Oct. 24, 2007 — New York is bursting out with one great film after another this fall, and St. Thomas, of all places, is screening two of them this week — "Michael Clayton" and "Rendition."
Here we'll take "Michael Clayton" with George Clooney, the new politically conscious (and physically gorgeous) moral interpreter for the new millennium.
On the heels of "Syriana" and "Good Night and Good Luck," Clooney now takes on corporate power and greed. David Denby in The New Yorker calls the movie, "the latest and greatest from the George Clooney Chomskyite Pinko Factory."
He continues, "With irresistible relish, writer and director Tony Gilmore pitches us into a high-pressure world of New York law-firm shenanigans and corruption, and the talk is copious, detailed and both smart-assed and soulful. Clayton is an odd bird at a prestigious New York firm, who hasn’t made partner in 15 years and never will.

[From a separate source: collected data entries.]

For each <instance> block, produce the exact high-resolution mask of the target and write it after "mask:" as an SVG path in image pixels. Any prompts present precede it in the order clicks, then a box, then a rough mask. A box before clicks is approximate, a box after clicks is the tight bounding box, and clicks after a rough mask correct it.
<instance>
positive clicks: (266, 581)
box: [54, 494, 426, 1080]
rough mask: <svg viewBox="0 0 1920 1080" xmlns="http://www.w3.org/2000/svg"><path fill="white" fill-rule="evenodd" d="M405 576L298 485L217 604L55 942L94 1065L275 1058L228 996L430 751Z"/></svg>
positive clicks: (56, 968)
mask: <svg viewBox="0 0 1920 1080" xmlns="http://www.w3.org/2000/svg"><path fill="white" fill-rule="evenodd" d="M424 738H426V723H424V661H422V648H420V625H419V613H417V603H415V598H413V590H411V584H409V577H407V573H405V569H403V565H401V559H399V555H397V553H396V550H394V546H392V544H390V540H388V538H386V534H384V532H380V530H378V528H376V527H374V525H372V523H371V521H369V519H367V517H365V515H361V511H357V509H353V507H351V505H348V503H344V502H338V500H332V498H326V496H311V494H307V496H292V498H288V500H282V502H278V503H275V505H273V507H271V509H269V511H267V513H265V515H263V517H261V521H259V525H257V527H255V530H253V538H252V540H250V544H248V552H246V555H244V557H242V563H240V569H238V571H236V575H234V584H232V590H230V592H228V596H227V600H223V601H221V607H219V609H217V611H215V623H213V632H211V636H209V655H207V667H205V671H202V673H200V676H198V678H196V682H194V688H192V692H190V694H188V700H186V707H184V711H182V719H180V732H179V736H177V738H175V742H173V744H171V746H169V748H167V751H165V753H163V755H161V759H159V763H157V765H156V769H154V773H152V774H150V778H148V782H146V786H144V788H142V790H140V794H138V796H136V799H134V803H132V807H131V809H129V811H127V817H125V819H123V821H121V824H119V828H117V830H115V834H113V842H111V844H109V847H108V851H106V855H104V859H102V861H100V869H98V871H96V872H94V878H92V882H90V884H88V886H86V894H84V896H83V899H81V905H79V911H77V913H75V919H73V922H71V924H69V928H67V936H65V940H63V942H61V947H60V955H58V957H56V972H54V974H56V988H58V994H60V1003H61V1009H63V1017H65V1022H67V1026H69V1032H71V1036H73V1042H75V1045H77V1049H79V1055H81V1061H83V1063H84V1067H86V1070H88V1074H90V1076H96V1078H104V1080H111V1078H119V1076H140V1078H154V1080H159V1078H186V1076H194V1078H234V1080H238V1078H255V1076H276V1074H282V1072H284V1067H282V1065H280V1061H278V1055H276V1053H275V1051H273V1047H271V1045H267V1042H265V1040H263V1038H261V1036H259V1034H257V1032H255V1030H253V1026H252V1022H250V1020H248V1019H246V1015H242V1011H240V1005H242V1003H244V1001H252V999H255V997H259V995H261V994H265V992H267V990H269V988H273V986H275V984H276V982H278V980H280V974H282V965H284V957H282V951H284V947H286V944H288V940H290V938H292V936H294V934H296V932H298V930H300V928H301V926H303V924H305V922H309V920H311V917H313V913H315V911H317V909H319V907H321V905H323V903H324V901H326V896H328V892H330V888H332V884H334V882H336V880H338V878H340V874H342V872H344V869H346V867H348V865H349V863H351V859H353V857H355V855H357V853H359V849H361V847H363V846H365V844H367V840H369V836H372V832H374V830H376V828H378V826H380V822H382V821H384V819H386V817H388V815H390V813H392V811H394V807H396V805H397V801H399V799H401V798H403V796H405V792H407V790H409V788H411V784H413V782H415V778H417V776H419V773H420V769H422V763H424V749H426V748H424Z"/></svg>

"Michael is the house fixer," Denby continues. "He carries cash, deals with the cops and federal agencies, and cleans up messes. He’s the white-shoe version of the Harvey Keitel character in 'Pulp Fiction.'"
Ty Burr in the Boston Globe concurs. He says Clayton is "the guy the guy other attorneys call when their clients run someone over with their Porsches. In a firm of white-shoe lawyers, he's the one with mud on his wingtips.
"Clooney plays the character with the lived-in weariness of a man who knows he has gone as far as he's going to," Burr continues. "It's a subtle, watchful performance, but you have to pay attention to it, and to the movie. The movie's for grown-ups willing to settle in and sift the complex chess moves of legal and personal feint and counterfeint."
Clayton works for Marty Bach (Sydney Pollack) head of the law firm. Roger Ebert says, "It's one of those Pollack performances that embodies authority, masculinity, intelligence and knowing the score. But one of Bach's top partners has just gone berserk, stripping naked in Milwaukee during a deposition hearing and running through a parking lot in the snow. This is Arthur Eden (Tom Wilkinson), who opens the film with a desperate voice over justifying himself to Michael.
"The video of the deposition is not a pretty sight," Ebert says. One of the people watching it in horror is Karen Crowder (Tilda Swinton) the chief legal executive for one of Bach's most important clients, a corporation being sued for poisonous pollution."
Ebert says the superior casting gives the film much of its clout. "Swinton has been working a lot lately because of her sheer excellence; she has the same sleek grooming as Clayton," Ebert says, "the power wardrobe, every hair in place. Thinking of Clooney, Pollack, Wilkinson and Swinton, you realize how much this film benefits from its casting. Switch out those four, and the energy and tension might evaporate."
The central reality of the story is that the corporation is guilty, it is being sued for billions, the law firm knows it is guilty, it is being paid millions to run the defense, and now Edens holds the smoking gun, "And it's not quite all he's holding when he runs naked through the parking lot," Ebert says.
He isn't sure if the movie carries tremendous significance, but he was compelled to see it twice. It gets high mark from critics across the board. Ebert concludes, "I don't know what vast significance the movie has … But I know it is just about perfect as an exercise in the genre. I've seen it twice, and the second time, knowing everything that would happen, I found it just as fascinating because of how well it was all shown happening. It's not about the destination but the journey, and when the stakes become so high that lives and corporations are on the table, it's spellbinding to watch the Clooney and Swinton characters eye to eye, raising each other, both convinced that the other is bluffing.
It starts Thursday at Market Square East. It's two hours long and rated R for language, including some sexual dialogue. (One must assume the dialogue is more R-ish than Wilkinson running naked through a parking lot.)